Act IV Scene VI (Titus, Paulinus)
Paulinus With what intent, my lord, did she go?
Is she disposed to leave this realm, or no?
Titus Paulinus, I am lost. I can act no further.
She seeks to die. We must pursue her.
Swiftly, to her aid.
Paulinus Have you not orders served,
that all her actions now must be observed?
Her women, gathered with her, at this time,
will drive such sad thoughts from her mind.
No, fear nothing. The matter runs its course,
Sire; the worst is done, the victory is yours.
I know you could not hear her without pity,
nor could I resist, though seeing her only.
But reflect further, think, in your distress,
what glory must succeed unhappiness,
what plaudits the world prepares for you,
what future joy…
Titus Ah no, I am but a brute!
I hate myself. That Nero, whom all detest,
never spurred his cruelty to such excess.
I could not endure it if Berenice were lost,
Come now, and let Rome wonder, as it must.
Paulinus My lord?
Titus I am nigh out of my wits.
Excess of grief has overcome my spirits.
Paulinus Do not disturb the course of your action:
already your farewells provoke reaction;
Rome, that sighed, triumphs, and today,
the temples all resound with your praise;
Rome now lauds your virtues to the sky,
with laurels crowns your statues on high.
Titus Oh Rome! Oh Berenice! O gods above!
Why am I emperor? Why am I in love?
Act IV Scene VII (Titus, Antiochus, Paulinus. Arsaces)
Antiochus What have you done, my lord? Fair Berenice
may well be dying, embraced by her Phenice.
She pays no heed to tears, advice, reason;
she cries out for a weapon or for poison.
You alone can overcome her wish to die.
You are named, and she’s recalled to life.
Her eyes turn endlessly in your direction,
seeming to ask for you in her affliction.
I cannot bear the spectacle, it wounds me.
Why delay? Go, show yourself and swiftly.
Preserve this virtue, this grace, this beauty.
Or renounce, my lord, all your humanity.
Speak the word.
Titus Ah, what word, indeed?
Do I know at this moment if I breathe?
Act IV Scene VIII (Titus, Antiochus, Paulinus, Arsaces, Rutilius)
Rutilius My lord, the tribunes, senate, consulate,
come to petition you, in the name of the State.

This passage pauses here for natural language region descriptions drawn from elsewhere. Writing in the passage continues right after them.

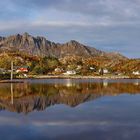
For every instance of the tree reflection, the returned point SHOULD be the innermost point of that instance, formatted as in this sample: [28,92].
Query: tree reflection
[28,96]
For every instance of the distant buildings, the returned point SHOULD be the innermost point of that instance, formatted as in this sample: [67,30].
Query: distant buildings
[22,69]
[136,73]
[70,72]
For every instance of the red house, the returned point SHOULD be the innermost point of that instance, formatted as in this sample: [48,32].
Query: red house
[23,69]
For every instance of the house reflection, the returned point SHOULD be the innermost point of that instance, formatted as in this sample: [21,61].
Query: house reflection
[27,97]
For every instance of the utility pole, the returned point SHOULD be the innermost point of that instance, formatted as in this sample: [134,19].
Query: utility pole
[11,70]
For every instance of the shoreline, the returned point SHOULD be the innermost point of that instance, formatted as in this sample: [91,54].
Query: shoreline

A vast crowd following, filled with impatience,
wait for you to grace them with your presence.
Titus I hear, you gods: all fears you would allay
in this heart you see designed to go astray.
Paulinus Come, Sire, let us attend them, and be seen,
let us hear the senate.
Antiochus Oh, hasten to the queen.
Paulinus What? Would you, Sire, with this indignity,
trample on all the empire in its majesty?
Titus Enough, Paulinus, we will hear them.
Prince, I cannot escape my duty to them.
Go. See the queen. I hope, knowing I return,
she will not doubt the love with which I burn.